DHS’ new directive to restrict congressional oversight was issued last week, just one day after an immigration officer shot and killed a U.S. citizen in Minneapolis.

Rep. Jamie Raskin, D-Md., the ranking member of the House Judiciary Committee.

J. Scott Applewhite/AP

A group of Democratic lawmakers who sued the Department of Homeland Security last summer for restricting congressional oversight visits to federal immigration detention centers is asking for an emergency hearing to challenge DHS’ new policy, rolled out quietly last week, that requires seven days’ notice for lawmakers seeking to inspect facilities.

The new directive, issued by DHS Secretary Kristi Noem, is the second time in less than a year that the department has sought to limit lawmakers’ oversight. A similar directive was previously struck down by a federal judge in December.

“The duplicate notice policy is a transparent attempt by DHS to again subvert Congress’s will – and this Court’s stay of DHS’s oversight visit policy,” the 17-page motion filed Monday reads.

The group of 12 House Democrats, which includes Homeland Security Committee Ranking Member Rep. Bennie Thompson, House Judiciary Committee Ranking Member Rep. Jamie Raskin and House Oversight Committee Ranking Member Rep. Robert Garcia, is represented by the Democracy Forward foundation.

A federal judge in July ruled that DHS cannot require notice due to a federal statute that grants unregulated congressional oversight visits for all entities funded by congressional appropriations.

The new memo that became public over the weekend as part of the lawmakers’ case, differs from the policy struck down by the courts last year in one big way: It orders that lawmaker visits be handled by funds appropriated through the so-called “One Big, Beautiful Bill,” which Noem argued exempts it from Section 527, the statute requiring unrestricted access to immigration facilities.

Monday’s filing argued that Noem’s new memo is invalid because “it is practically and administratively impossible for Defendants to have used exclusively OBBBA funds in creating and implementing the duplicate notice policy.”

“Absent a showing by Defendants that they did not use a single dollar of annually appropriated funding, their reimposed notice policy—a duplicate of the stayed seven-day-notice requirement—violates section 527 for the same reasons,” the filing said.

Even so, “A supplemental appropriation is not an invitation for the relevant agency to evade the policies chosen by Congress and enacted with the President’s signature through the annual appropriations,” the filing argued. “DHS is again attempting to subvert the clear restrictions that Congress placed on the agency.”

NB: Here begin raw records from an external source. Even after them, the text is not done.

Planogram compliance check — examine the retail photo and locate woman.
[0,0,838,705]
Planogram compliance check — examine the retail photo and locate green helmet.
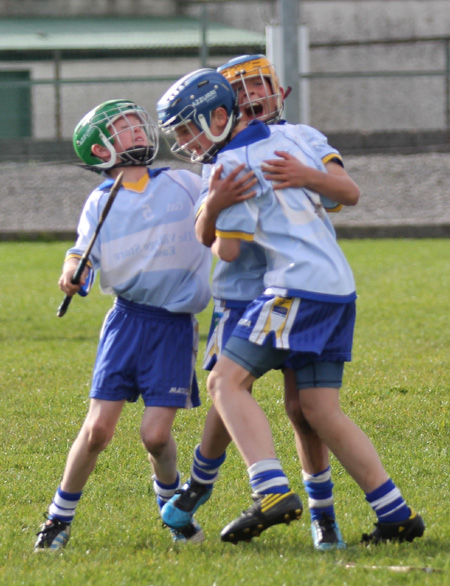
[73,100,158,172]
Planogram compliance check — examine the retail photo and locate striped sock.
[152,472,181,510]
[191,444,227,486]
[247,458,289,494]
[366,479,411,523]
[302,466,336,521]
[48,486,82,523]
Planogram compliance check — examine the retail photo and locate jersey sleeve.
[216,156,263,242]
[65,189,106,270]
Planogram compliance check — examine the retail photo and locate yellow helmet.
[217,55,283,124]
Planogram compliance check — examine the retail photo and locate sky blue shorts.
[90,298,200,408]
[222,296,356,388]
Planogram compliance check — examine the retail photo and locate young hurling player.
[159,70,425,543]
[35,100,211,551]
[161,55,359,550]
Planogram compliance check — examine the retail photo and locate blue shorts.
[202,301,248,370]
[233,295,356,356]
[223,295,356,386]
[89,298,200,408]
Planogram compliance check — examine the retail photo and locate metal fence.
[0,37,450,140]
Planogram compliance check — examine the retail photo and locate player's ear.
[211,106,228,131]
[91,144,111,161]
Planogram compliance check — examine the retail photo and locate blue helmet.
[156,68,239,163]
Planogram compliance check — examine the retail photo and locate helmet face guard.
[73,100,159,172]
[217,55,283,124]
[156,68,239,163]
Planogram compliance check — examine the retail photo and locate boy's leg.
[283,369,346,551]
[300,374,425,543]
[161,405,231,529]
[34,399,124,551]
[208,352,302,543]
[141,407,205,543]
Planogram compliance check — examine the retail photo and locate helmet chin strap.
[198,114,236,144]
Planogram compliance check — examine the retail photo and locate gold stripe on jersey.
[123,173,150,193]
[216,230,254,242]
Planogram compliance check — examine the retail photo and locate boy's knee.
[206,370,222,401]
[86,422,114,453]
[141,428,170,457]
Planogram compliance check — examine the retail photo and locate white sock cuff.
[247,458,283,478]
[302,466,331,484]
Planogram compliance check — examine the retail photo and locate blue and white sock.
[152,472,181,510]
[48,486,82,524]
[247,458,289,494]
[302,466,336,521]
[366,479,411,523]
[191,444,227,486]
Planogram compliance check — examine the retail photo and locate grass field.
[0,240,450,586]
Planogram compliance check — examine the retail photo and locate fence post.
[54,50,62,140]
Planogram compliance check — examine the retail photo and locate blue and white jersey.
[216,122,356,303]
[278,120,343,212]
[66,169,211,313]
[197,120,342,307]
[197,165,266,307]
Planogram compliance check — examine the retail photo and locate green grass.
[0,240,450,586]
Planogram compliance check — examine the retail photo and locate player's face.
[175,121,213,156]
[233,76,276,123]
[109,114,149,152]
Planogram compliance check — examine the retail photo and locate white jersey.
[216,122,356,303]
[197,121,348,307]
[67,169,211,313]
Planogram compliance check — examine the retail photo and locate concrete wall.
[0,0,450,138]
[0,0,177,17]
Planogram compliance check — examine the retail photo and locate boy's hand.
[261,151,311,189]
[58,258,89,296]
[206,164,258,217]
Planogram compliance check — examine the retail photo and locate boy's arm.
[262,151,360,206]
[211,236,241,262]
[195,164,257,245]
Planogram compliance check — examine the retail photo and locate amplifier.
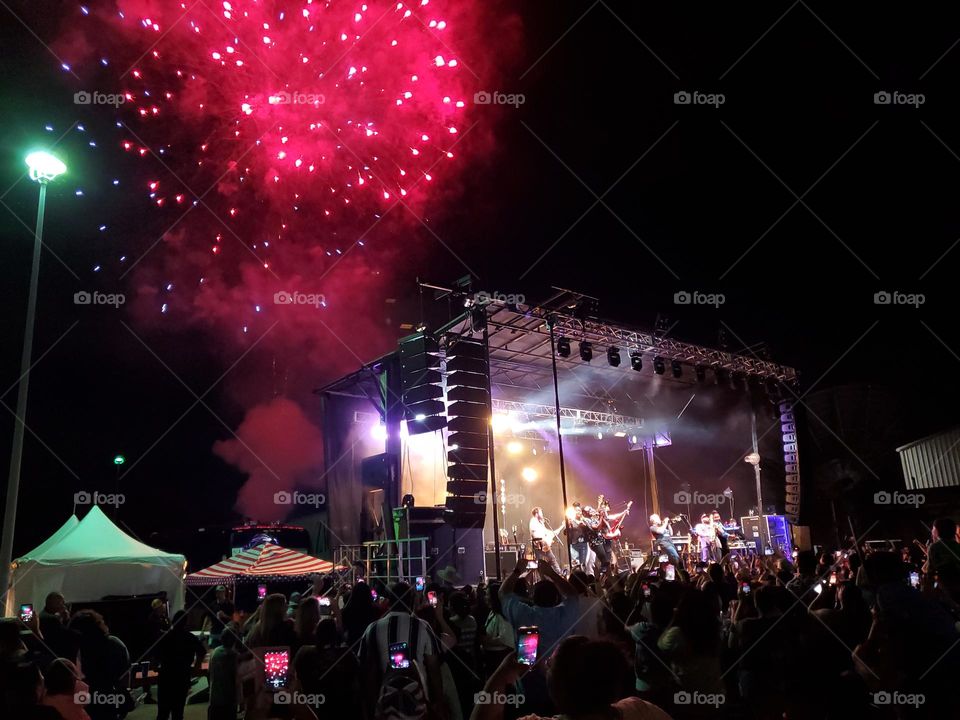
[483,547,518,581]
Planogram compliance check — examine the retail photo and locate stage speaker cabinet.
[483,549,519,581]
[427,523,484,585]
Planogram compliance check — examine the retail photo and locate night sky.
[0,0,960,552]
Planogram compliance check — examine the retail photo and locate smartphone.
[263,648,290,690]
[517,625,540,665]
[390,643,410,670]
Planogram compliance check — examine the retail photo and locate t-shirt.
[520,698,671,720]
[210,645,239,707]
[360,612,440,673]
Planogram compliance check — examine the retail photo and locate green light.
[27,150,67,182]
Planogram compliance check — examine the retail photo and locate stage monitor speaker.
[483,550,518,581]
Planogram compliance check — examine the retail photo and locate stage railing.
[334,537,429,583]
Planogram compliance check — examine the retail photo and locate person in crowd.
[290,595,320,657]
[360,582,443,715]
[470,635,670,720]
[244,593,297,649]
[292,616,360,720]
[39,591,78,660]
[341,582,380,647]
[43,658,90,720]
[70,610,130,720]
[657,587,724,694]
[156,610,206,720]
[204,585,237,649]
[207,623,240,720]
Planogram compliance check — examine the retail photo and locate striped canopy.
[187,543,333,585]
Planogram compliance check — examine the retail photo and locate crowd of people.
[0,518,960,720]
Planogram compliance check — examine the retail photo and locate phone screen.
[517,625,540,665]
[263,649,290,690]
[390,643,410,670]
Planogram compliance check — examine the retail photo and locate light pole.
[0,151,67,604]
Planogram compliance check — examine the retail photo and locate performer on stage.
[567,502,590,572]
[693,513,717,563]
[711,510,730,560]
[650,513,680,568]
[530,506,563,575]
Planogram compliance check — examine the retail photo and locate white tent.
[7,506,186,615]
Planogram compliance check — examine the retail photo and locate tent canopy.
[187,543,333,585]
[6,506,186,614]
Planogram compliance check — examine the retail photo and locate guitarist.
[530,506,563,575]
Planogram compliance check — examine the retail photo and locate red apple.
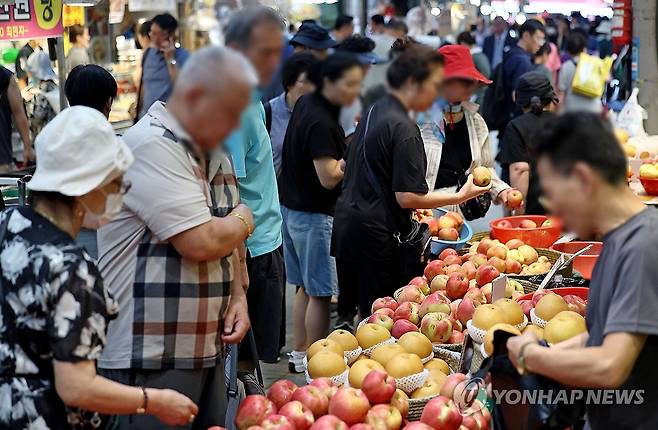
[420,396,462,430]
[480,257,507,273]
[366,405,402,430]
[446,272,468,299]
[475,265,500,287]
[519,300,534,320]
[455,297,479,325]
[505,239,525,250]
[393,298,424,324]
[446,330,464,345]
[564,294,587,316]
[267,379,297,409]
[441,373,468,399]
[391,320,418,339]
[437,228,459,241]
[368,314,393,331]
[439,248,459,261]
[391,388,409,419]
[520,219,537,228]
[445,264,464,277]
[361,370,395,405]
[423,260,445,282]
[420,312,452,343]
[350,423,375,430]
[403,421,434,430]
[507,190,523,209]
[409,276,430,295]
[235,394,276,430]
[260,414,295,430]
[443,255,462,266]
[309,378,338,399]
[311,415,349,430]
[422,218,440,236]
[468,254,487,268]
[329,387,370,426]
[396,285,425,304]
[292,385,329,419]
[462,261,478,281]
[477,238,496,255]
[279,400,315,430]
[371,296,398,313]
[373,308,395,318]
[464,283,487,306]
[418,291,450,318]
[430,274,448,293]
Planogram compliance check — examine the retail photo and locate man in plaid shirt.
[98,47,256,429]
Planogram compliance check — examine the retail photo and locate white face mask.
[82,193,123,230]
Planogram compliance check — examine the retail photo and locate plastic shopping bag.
[616,88,647,137]
[571,53,612,98]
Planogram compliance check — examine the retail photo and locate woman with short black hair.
[279,53,363,373]
[332,44,489,327]
[64,64,118,118]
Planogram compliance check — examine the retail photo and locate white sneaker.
[288,350,306,373]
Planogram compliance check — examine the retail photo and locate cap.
[27,49,57,81]
[439,45,492,85]
[515,72,559,107]
[27,106,134,196]
[290,22,336,50]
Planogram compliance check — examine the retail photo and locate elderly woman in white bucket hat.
[0,106,197,430]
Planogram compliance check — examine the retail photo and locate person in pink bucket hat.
[417,45,513,219]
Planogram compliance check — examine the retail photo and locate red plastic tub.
[551,242,603,279]
[489,215,562,248]
[516,287,589,302]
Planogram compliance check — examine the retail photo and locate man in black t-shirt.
[0,66,34,173]
[507,112,658,430]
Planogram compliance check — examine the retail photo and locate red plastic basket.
[489,215,562,248]
[516,287,589,302]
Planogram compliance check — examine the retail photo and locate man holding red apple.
[507,113,658,430]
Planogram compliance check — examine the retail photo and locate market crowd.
[0,7,658,430]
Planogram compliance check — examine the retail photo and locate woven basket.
[407,394,438,421]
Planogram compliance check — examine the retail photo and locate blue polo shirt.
[226,91,283,257]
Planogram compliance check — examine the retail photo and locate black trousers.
[336,259,401,318]
[240,247,286,363]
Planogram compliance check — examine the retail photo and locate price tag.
[491,275,507,303]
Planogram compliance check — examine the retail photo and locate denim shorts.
[281,206,338,297]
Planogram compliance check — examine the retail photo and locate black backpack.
[480,60,510,132]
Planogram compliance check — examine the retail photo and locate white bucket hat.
[27,106,134,196]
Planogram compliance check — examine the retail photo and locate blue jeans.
[281,206,338,297]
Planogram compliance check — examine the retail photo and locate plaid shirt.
[131,118,239,369]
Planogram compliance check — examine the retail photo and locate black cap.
[516,72,558,107]
[290,22,336,50]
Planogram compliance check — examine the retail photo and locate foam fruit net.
[395,370,429,394]
[530,309,548,328]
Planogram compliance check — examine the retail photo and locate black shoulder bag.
[362,107,432,282]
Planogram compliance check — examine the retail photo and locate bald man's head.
[167,46,258,150]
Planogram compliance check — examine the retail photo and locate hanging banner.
[128,0,176,12]
[108,0,126,24]
[0,0,64,40]
[62,4,85,27]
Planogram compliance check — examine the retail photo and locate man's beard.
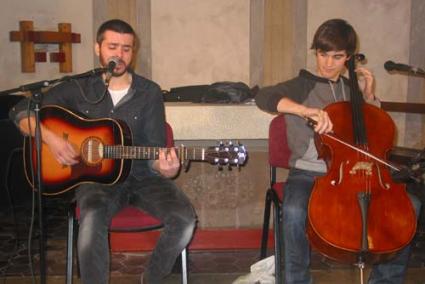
[100,55,129,77]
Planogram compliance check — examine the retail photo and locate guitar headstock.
[205,141,248,166]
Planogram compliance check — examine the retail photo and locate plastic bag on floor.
[232,255,275,284]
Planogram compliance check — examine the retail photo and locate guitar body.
[24,106,131,195]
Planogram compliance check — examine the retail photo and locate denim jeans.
[282,169,421,284]
[76,176,196,284]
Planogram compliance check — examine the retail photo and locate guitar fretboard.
[103,145,206,161]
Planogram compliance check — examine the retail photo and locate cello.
[306,55,416,273]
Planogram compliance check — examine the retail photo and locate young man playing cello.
[256,19,421,284]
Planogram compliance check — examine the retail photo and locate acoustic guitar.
[24,105,247,195]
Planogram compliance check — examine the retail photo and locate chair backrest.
[165,122,174,147]
[269,115,291,168]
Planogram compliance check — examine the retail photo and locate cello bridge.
[350,161,373,176]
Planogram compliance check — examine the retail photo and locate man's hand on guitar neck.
[152,148,180,178]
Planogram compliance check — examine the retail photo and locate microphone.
[105,57,120,87]
[384,60,425,75]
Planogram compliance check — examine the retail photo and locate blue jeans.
[282,169,421,284]
[76,176,196,284]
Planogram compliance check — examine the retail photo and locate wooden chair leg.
[66,206,75,284]
[273,204,283,284]
[260,190,272,259]
[181,248,188,284]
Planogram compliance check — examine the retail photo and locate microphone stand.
[0,68,108,284]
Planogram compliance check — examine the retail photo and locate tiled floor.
[0,195,425,284]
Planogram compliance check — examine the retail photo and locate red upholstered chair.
[260,115,291,283]
[66,123,188,284]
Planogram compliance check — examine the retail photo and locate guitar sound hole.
[80,137,103,166]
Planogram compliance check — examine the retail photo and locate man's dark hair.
[96,19,136,45]
[311,19,357,56]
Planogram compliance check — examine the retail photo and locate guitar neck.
[103,145,206,161]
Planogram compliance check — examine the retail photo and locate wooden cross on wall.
[10,21,81,73]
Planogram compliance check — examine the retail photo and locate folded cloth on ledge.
[232,255,275,284]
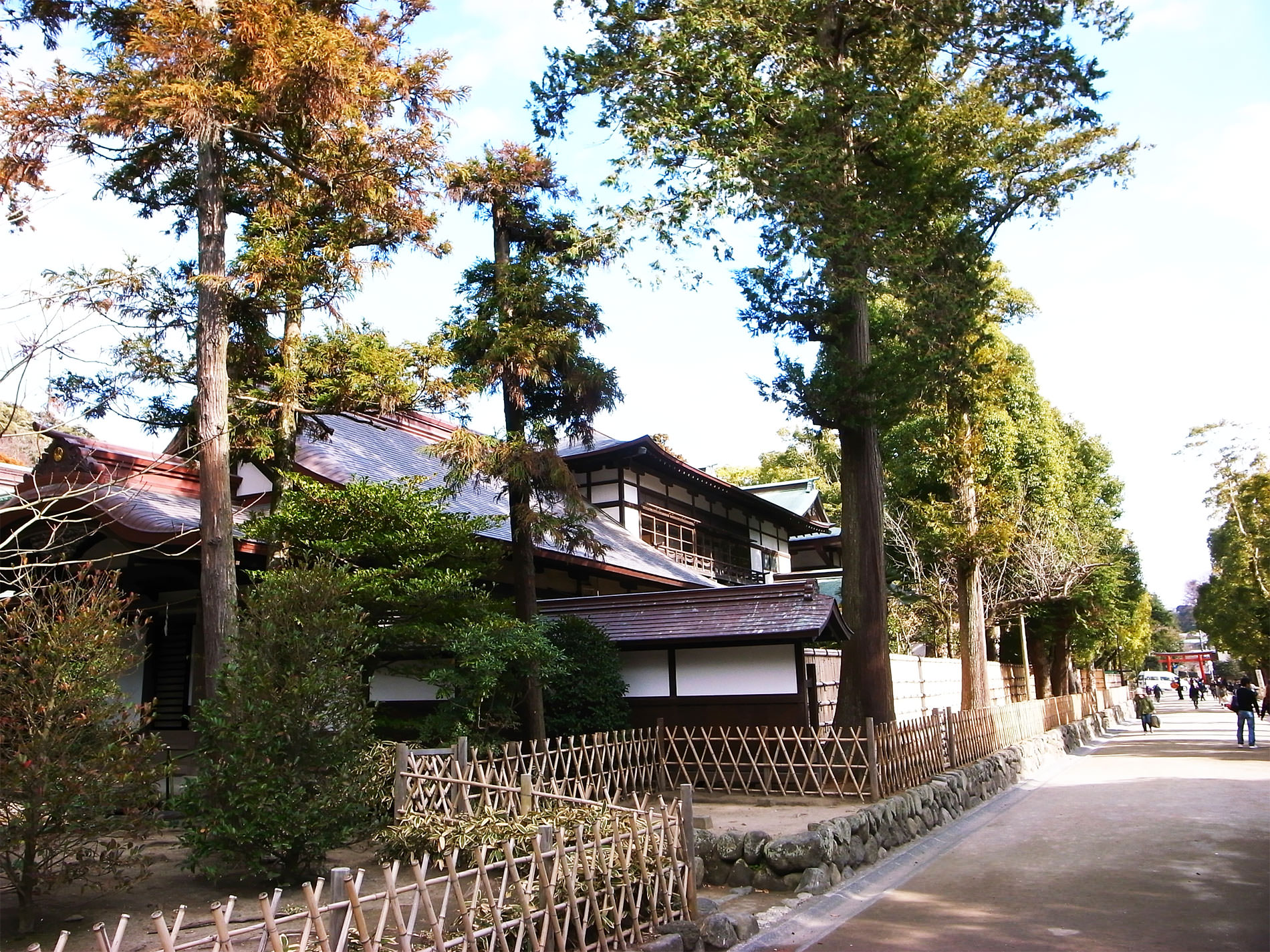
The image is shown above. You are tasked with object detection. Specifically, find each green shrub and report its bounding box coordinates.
[178,565,382,883]
[542,615,631,738]
[0,573,162,932]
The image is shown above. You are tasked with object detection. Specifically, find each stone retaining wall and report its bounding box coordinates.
[646,705,1126,952]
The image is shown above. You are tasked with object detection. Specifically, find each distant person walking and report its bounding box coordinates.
[1133,693,1158,744]
[1231,678,1257,748]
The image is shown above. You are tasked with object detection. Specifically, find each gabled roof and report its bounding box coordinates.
[296,414,718,588]
[556,436,820,533]
[742,478,830,528]
[0,430,259,548]
[539,581,851,643]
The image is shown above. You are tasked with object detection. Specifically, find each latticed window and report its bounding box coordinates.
[639,506,697,553]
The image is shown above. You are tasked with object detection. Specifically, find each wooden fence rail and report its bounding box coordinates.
[396,688,1126,815]
[31,780,696,952]
[875,688,1129,796]
[662,728,869,798]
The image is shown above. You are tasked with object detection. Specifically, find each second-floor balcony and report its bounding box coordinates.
[656,546,766,585]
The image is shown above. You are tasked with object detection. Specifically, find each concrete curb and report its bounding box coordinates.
[731,705,1128,952]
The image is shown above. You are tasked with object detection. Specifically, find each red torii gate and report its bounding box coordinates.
[1156,651,1217,677]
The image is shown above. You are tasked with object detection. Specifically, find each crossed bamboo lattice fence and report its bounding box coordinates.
[398,688,1128,814]
[31,777,696,952]
[31,688,1128,952]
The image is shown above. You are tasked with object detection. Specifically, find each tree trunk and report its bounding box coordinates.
[948,401,991,709]
[1049,626,1072,695]
[957,559,992,711]
[195,134,237,697]
[490,202,547,740]
[1027,632,1054,698]
[821,291,896,728]
[273,291,303,508]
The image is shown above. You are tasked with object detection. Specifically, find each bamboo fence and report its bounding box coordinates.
[31,781,696,952]
[660,728,870,798]
[875,688,1128,796]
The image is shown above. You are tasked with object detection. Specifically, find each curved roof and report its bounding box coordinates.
[539,581,851,643]
[296,414,718,588]
[556,436,821,534]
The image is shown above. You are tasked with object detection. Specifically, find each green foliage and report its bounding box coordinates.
[416,622,560,745]
[1195,470,1270,670]
[542,615,630,738]
[0,571,161,932]
[178,564,378,883]
[715,426,842,524]
[249,477,499,660]
[429,142,621,566]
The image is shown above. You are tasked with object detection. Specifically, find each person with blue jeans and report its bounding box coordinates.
[1231,678,1257,748]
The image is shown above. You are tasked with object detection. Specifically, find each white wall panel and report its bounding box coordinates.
[674,645,797,697]
[621,651,670,697]
[371,667,437,701]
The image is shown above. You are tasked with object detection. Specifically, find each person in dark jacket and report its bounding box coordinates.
[1231,678,1257,748]
[1133,691,1156,734]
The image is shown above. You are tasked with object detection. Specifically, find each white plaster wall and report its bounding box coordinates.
[371,667,437,701]
[591,482,617,502]
[674,645,797,697]
[621,651,670,697]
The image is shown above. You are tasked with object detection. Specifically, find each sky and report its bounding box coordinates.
[0,0,1270,605]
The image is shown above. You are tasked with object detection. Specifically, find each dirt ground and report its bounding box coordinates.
[0,828,378,952]
[0,794,864,952]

DHS did not respond to a request for comment in response to Democrats’ filing, which also requests an emergency hearing on the issue, arguing that lawmakers are seeking to finalize DHS funding plans for fiscal year 2027 by the end of January.

Democracy Forward said in a statement Monday that it was “clear” the Trump administration tries to hide its actions from the public because “what ICE is doing is harmful and indefensible, and this administration does not want checks and balances.”

“A federal court issued an order in December preventing the Trump-Vance administration’s attempts to prevent individual members of Congress from conducting oversight, and yet Secretary Noem and DHS appear to be seeking to circumvent the court’s order,” Skye Perryman, president and CEO of Democracy Forward, said in a statement. “This threat to the rule of law and our system of checks and balances should concern every single American. We look forward to seeking answers in court about what the government has done here.”

DHS’ new push for advance notice for congressional visits was issued one day after an immigration officer shot and killed a U.S. citizen in Minneapolis. It also appears to explain a heated incident over the weekend in which Minnesota Reps. Ilhan Omar, Angie Craig and Kelly Morrison tried to conduct an oversight visit at an ICE detention center but were denied entry.